As the conflict has escalated, access to affected populations inside the country has remained severely restricted. Services to refugees in all neighboring countries have been halted periodically when fighting becomes too intense on the Syrian side, or when cross-border incidents occur. Refugees are currently waiting on the Syrian side of the border to enter both Turkey and Iraq, and there is a large registration backlog in Jordan’s main camp.

With progress toward a political solution now stalled, it appears that Syrians will continue to flee their homes in significant numbers for the foreseeable future. Some will go to the various camps that have been established along the borders; others will simply move into local communities and do their best to get by.

During their mission, RI’s team met with refugees in both camps and local communities in Turkey, Jordan, and Iraq. Their site visits and interviews with Syrian families, aid groups, NGOs, and local officials revealed the following areas of concern:

  • Achieving greater humanitarian access inside Syria remains essential. Aid agencies, government, and Syrians themselves agree that the situation inside the country’s borders is even more dire than in the countries hosting refugees.
  • Turkey, Jordan, and Iraq are all doing their best to provide for Syrian refugees within their borders, but they cannot continue to host growing numbers of Syrians without significant assistance from the international community.
  • In all three countries, services for Syrian refugees living in local communities are either non-existent or inadequate. Even where such services exist, many refugees may soon have to relocate to camps once their rent money has run out.
  • Winter is fast approaching, and few preparations have begun in either the camps or the local communities. Refugees in all three countries lack blankets, warm clothing, fuel and heaters, and structural improvements that would make winter tolerable. In some places, medical care for the health problems that inevitably come with winter weather will not be available.
  • Women and girls within Syria face severe threats to their security.

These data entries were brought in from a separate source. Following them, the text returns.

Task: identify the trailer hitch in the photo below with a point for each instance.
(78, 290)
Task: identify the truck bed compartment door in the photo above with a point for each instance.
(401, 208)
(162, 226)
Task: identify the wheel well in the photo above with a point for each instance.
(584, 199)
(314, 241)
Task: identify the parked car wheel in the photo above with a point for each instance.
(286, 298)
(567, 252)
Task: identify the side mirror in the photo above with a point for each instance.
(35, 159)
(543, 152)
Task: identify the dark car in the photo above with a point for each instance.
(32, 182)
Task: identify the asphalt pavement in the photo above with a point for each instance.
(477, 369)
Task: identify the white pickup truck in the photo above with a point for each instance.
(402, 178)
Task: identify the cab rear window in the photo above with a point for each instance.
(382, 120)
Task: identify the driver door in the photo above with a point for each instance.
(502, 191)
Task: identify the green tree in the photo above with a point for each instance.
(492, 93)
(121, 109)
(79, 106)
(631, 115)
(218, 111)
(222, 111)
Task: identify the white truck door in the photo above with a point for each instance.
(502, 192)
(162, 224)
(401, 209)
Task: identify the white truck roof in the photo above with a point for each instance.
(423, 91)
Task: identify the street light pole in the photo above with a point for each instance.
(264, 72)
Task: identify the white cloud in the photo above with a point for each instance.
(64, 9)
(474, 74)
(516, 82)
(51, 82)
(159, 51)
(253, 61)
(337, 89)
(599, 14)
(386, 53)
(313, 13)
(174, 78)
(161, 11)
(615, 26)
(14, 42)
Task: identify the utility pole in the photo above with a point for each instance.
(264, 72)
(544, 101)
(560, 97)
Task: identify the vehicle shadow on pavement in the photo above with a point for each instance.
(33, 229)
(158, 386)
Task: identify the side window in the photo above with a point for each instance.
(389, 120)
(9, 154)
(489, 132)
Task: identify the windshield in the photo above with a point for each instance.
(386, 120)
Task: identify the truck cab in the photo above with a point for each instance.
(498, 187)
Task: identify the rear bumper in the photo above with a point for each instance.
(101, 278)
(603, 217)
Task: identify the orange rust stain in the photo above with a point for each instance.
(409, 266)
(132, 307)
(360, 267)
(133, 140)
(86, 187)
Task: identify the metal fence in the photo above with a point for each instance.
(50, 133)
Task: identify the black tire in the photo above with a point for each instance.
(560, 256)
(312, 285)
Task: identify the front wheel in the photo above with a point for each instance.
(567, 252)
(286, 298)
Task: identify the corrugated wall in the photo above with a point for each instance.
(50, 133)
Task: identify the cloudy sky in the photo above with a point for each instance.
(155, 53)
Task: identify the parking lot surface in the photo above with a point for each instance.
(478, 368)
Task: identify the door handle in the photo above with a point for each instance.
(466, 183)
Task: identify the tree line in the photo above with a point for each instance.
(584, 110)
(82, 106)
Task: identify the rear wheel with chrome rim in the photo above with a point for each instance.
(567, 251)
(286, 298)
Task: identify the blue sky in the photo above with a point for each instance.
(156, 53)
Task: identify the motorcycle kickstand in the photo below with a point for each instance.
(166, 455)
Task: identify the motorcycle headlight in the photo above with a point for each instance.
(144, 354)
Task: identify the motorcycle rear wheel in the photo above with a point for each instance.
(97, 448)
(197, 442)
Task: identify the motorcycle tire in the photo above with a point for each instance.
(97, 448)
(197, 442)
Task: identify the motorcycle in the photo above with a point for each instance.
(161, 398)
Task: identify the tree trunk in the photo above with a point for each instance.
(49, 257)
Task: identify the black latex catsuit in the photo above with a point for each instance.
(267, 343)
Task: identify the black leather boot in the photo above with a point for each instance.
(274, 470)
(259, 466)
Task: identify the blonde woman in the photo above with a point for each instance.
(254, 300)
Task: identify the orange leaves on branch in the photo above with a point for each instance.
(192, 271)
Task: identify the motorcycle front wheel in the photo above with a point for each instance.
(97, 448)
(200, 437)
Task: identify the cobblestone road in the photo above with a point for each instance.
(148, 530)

Indeed, many refugees cite the alarmingly high incidence of rape and other forms of sexual violence as one of their reasons for fleeing. Services for Syrian refugees who are survivors of gender-based violence are nonexistent or inadequate, both within and outside the refugee camps.
  • Refugee camps for Syrians in all three countries have been designed without adherence to international humanitarian standards regarding women’s protection and preventing gender-based violence.